I drop to my knees next to the bed. There are black streaks of mascara over Cherry’s cheeks. Her eyes are open but her breathing is deep and slow.
I hold her head in my hands. I pat it like Keith did, over and over. Her eyes turn to me. They ask a question with no words. They ask a question that I am unable to answer.
I can only say, “I’m sorry.”
“I’m sorry, Cherry,” I cry.
But her eyes just stare into space. They just stare.
I’m sorry,
I hear Gram say.
“We’re all so sorry,” the fishermen say.
“So sorry,” our suppliers say.
“We’re so very, very sorry,” everyone says.
54
D
iamond Girl
’s engine starts on the first try. BROOM! BROOM!
I feel it shaking under my feet. I watched Keith take her out so often I knew I could do it myself.
I can do it myself, I think. I have no trouble casting off the lines. Gary’s family stands by helplessly and I tell them what to do. Where to sit.
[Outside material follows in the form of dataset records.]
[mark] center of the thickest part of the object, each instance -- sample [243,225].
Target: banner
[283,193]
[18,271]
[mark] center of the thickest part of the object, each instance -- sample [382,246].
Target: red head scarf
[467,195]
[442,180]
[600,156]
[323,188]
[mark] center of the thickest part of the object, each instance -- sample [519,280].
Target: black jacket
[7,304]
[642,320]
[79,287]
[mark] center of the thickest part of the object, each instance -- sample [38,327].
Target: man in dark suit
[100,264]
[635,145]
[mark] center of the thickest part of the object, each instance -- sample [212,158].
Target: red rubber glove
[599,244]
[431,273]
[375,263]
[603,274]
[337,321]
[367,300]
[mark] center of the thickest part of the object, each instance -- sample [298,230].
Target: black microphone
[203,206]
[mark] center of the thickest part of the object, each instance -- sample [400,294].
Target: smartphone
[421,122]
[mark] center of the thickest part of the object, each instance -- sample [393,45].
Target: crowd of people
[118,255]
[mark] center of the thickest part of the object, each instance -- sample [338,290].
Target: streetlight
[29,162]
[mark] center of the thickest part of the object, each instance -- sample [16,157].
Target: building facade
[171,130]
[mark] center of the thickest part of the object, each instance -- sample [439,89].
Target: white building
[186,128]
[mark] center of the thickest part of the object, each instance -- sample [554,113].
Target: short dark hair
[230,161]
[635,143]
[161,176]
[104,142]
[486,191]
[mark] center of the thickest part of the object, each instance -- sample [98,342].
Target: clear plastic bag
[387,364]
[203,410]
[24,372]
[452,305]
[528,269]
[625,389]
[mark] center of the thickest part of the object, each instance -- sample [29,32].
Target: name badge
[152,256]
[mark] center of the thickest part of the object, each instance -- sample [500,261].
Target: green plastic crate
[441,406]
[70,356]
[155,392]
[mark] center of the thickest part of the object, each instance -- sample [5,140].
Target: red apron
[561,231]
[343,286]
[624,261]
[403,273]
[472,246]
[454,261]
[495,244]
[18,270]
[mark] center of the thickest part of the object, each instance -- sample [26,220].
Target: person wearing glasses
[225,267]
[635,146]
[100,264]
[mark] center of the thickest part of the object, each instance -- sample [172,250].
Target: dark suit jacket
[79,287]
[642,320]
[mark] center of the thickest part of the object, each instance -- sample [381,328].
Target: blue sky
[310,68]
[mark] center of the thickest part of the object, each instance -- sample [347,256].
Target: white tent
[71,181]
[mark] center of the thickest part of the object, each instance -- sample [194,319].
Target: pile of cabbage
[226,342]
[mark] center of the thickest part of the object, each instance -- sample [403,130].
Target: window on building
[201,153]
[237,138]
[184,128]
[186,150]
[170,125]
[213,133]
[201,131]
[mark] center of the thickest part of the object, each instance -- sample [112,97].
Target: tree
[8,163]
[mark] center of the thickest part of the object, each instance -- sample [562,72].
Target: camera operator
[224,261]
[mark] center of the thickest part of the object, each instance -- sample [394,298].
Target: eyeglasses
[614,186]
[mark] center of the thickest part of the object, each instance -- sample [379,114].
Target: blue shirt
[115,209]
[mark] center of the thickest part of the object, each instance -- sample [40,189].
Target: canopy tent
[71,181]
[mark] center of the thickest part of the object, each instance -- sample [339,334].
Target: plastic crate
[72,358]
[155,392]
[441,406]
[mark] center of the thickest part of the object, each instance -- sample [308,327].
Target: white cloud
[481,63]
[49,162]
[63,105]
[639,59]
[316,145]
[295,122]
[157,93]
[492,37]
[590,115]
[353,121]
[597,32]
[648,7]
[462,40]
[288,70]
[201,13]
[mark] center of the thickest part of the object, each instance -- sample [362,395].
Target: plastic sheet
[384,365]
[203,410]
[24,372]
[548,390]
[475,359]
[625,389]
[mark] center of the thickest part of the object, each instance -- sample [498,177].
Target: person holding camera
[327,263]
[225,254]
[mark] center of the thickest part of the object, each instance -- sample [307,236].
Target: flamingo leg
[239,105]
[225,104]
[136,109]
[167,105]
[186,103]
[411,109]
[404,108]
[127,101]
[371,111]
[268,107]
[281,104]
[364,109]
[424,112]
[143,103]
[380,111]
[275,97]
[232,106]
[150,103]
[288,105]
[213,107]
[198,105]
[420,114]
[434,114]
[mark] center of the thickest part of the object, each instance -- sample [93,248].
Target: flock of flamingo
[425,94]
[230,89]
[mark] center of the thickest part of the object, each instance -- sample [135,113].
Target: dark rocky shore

Cherry is beside me.
I hear Keith’s voice.
I could do it blindfolded.
I could do it with my head up my ass.
I could do it with one arm behind my back and jerk off at the same time.
Keith was crude and rude, Gram always said. She would laugh.
“That boy is crude and rude!” She loved Keith and I loved Keith too.
Six people on
Diamond Girl
are as much as she can handle. Gary brought three brand-new life jackets still wrapped in plastic from the store so we would have enough. The Coast Guard says you need one PFD, personal flotation device, for each person. My head says this over and over. PFD. PFD. PFD. In time with the engine as it throbs.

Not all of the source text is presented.